Mille et une questions virevoltaient ainsi dans ma tête. Je me demandais si c’est vraiment sensé de circuler sans lumière dans une barque sur une étendue d’eau dans la nuit sans le clair de lune tout au moins. Malgré que nous croisions par moment de petites barques non éclairées, dans ma tête d’interminables questions continuaient à se succéder. J’étais très silencieux. Nous tous d’ailleurs. J’étais donc très silencieux mais préoccupé. Préoccupé par ce voyage qui, pour moi, semblait s’orienter vers l’inconnu.
J’étais silencieux et préoccupé quand tout d’un coup, Claude BALOGOUN rompit le silence pesant dans la barque par une histoire drôle. Claude BALOGOUN est, par excellence, un comédien. Membre du Conseil Economique et Social (CES), il est ici en qualité de Directeur de Gangan Production, une maison de réalisation et de production de films et de tous autres documents audiovisuels qu’il a mise en place après son départ de la compagnie de théâtre Wassangari et surtout à la suite d’une expérience à LC2 télévision.
Donc malgré les décennies en arrière, la comédie, l’improvisation scénique coulent à flot dans ses veines. Il a toujours de ces historiettes pour détendre l’atmosphère. Il sait rompre instinctivement tout silence. Il sait faire rire.
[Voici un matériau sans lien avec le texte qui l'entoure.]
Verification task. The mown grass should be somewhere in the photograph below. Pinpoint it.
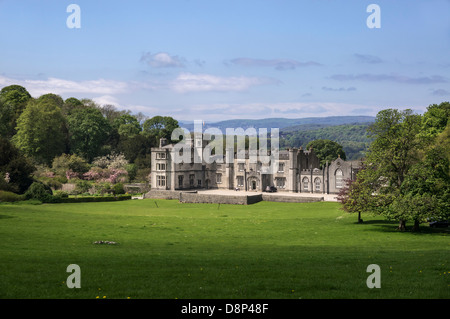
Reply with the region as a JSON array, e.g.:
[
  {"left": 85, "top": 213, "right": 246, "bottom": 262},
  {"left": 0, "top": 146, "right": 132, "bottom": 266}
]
[{"left": 0, "top": 199, "right": 450, "bottom": 299}]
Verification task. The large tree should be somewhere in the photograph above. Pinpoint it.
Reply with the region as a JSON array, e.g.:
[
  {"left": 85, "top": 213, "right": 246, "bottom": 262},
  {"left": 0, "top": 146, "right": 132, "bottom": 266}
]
[
  {"left": 13, "top": 94, "right": 66, "bottom": 165},
  {"left": 306, "top": 139, "right": 346, "bottom": 170},
  {"left": 142, "top": 115, "right": 178, "bottom": 145},
  {"left": 67, "top": 107, "right": 111, "bottom": 162},
  {"left": 341, "top": 105, "right": 450, "bottom": 230},
  {"left": 0, "top": 137, "right": 35, "bottom": 194}
]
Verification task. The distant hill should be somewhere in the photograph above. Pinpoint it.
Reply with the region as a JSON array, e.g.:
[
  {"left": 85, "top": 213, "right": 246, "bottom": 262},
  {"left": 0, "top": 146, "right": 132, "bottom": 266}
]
[
  {"left": 179, "top": 116, "right": 375, "bottom": 133},
  {"left": 280, "top": 123, "right": 372, "bottom": 160},
  {"left": 179, "top": 116, "right": 375, "bottom": 160}
]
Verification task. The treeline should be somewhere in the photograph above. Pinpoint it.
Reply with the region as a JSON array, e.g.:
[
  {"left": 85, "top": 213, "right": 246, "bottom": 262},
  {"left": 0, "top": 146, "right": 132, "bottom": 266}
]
[
  {"left": 0, "top": 85, "right": 178, "bottom": 198},
  {"left": 339, "top": 102, "right": 450, "bottom": 230},
  {"left": 280, "top": 123, "right": 372, "bottom": 160}
]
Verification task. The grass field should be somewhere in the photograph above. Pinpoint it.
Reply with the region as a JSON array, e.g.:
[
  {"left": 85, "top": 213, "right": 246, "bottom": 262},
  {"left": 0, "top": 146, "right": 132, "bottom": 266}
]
[{"left": 0, "top": 199, "right": 450, "bottom": 299}]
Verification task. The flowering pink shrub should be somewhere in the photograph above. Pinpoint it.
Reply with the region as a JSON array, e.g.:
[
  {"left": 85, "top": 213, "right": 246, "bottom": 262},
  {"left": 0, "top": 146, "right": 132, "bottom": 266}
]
[{"left": 66, "top": 169, "right": 80, "bottom": 180}]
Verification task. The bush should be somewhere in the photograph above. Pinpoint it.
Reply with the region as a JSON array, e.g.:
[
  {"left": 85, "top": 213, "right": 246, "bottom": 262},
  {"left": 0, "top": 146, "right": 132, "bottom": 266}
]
[
  {"left": 112, "top": 183, "right": 125, "bottom": 195},
  {"left": 25, "top": 182, "right": 53, "bottom": 203},
  {"left": 0, "top": 191, "right": 25, "bottom": 203},
  {"left": 53, "top": 191, "right": 69, "bottom": 198},
  {"left": 75, "top": 179, "right": 92, "bottom": 194}
]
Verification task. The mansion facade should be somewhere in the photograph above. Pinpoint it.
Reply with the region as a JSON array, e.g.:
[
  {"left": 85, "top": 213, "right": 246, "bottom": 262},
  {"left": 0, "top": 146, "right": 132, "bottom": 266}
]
[{"left": 150, "top": 138, "right": 359, "bottom": 194}]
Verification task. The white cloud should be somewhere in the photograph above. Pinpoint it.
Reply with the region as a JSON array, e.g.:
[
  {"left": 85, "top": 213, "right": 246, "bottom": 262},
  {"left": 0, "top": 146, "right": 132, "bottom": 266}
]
[
  {"left": 141, "top": 52, "right": 185, "bottom": 68},
  {"left": 0, "top": 76, "right": 128, "bottom": 96},
  {"left": 229, "top": 58, "right": 321, "bottom": 70},
  {"left": 171, "top": 73, "right": 277, "bottom": 93}
]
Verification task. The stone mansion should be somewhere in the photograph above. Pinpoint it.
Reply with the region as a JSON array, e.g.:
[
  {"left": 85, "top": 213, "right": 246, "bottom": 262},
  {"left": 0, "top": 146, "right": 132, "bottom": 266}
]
[{"left": 150, "top": 138, "right": 359, "bottom": 194}]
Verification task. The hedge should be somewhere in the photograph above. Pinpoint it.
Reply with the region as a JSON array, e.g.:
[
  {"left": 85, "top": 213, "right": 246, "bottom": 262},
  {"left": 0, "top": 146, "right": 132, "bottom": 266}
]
[
  {"left": 0, "top": 191, "right": 25, "bottom": 203},
  {"left": 54, "top": 195, "right": 131, "bottom": 203}
]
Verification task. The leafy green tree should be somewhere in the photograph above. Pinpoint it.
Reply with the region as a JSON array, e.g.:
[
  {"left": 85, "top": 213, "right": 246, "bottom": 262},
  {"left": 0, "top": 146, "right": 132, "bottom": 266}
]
[
  {"left": 0, "top": 137, "right": 35, "bottom": 194},
  {"left": 421, "top": 102, "right": 450, "bottom": 137},
  {"left": 388, "top": 145, "right": 450, "bottom": 231},
  {"left": 342, "top": 109, "right": 450, "bottom": 231},
  {"left": 62, "top": 97, "right": 85, "bottom": 116},
  {"left": 337, "top": 162, "right": 373, "bottom": 223},
  {"left": 142, "top": 116, "right": 179, "bottom": 145},
  {"left": 306, "top": 139, "right": 346, "bottom": 166},
  {"left": 67, "top": 107, "right": 111, "bottom": 162},
  {"left": 0, "top": 85, "right": 32, "bottom": 138},
  {"left": 52, "top": 154, "right": 90, "bottom": 177},
  {"left": 113, "top": 114, "right": 142, "bottom": 138},
  {"left": 13, "top": 94, "right": 66, "bottom": 165}
]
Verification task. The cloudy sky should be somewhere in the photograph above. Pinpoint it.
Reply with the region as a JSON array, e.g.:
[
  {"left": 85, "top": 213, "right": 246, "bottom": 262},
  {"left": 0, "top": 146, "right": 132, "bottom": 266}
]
[{"left": 0, "top": 0, "right": 450, "bottom": 122}]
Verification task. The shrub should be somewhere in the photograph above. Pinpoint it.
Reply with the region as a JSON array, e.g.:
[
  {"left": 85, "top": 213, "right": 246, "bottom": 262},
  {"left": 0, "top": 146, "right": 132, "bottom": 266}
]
[
  {"left": 0, "top": 191, "right": 25, "bottom": 202},
  {"left": 75, "top": 179, "right": 92, "bottom": 193},
  {"left": 25, "top": 182, "right": 53, "bottom": 203},
  {"left": 112, "top": 183, "right": 125, "bottom": 195},
  {"left": 53, "top": 191, "right": 69, "bottom": 198}
]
Et à ce premier coup dans la barque motorisée, je suis sorti de ma torpeur comme si un ange gardien venait de descendre au milieu de nous pour nous rassurer de l’expertise du ‘’machiniste’’. Le rire mouvementé dans la barque gagna même notre conducteur. Puis, notre artiste circonstanciel de bord enchaînait ses morceaux choisis en cascade. Peut-être qu’il ne se rendait pas compte du service énorme qu’il me rendait ; que dis-je : qu’il nous rendait. Peut-être qu’il avait aussi un peu peur et qu’il fallait détendre l’atmosphère pour chasser de la barque ce sentiment atterrant. Peut-être même que j’étais le seul à être gagné par la peur dans la barque ajoutée au vrombissement ahurissant de son moteur. Peut-être…
Enfin, tant mieux. Les histoires improvisées minute après minute par le Directeur BALOGOUN intercalées de mignonnes taquineries des journalistes me rassuraient et me faisaient oublier ma peur, toute la peur. Et, au fur et à mesure que nous nous approchions de l’embarcadère, je devenais de plus en plus gai. Mes rires sifflotants, dominaient largement ceux des autres. A force de voir l’embarcadère approché, je me sentais enthousiasmé, rassuré que les minutes à suivre je prendrais congé du lac Nokoué. Ne serait-ce que pour un moment. Puis, tout à coup, majestueusement, la barque motorisée accosta. Je m’empressai de descendre et d’aller vite monter à bord du véhicule qui devait ramener trois confrères et moi vers Cotonou.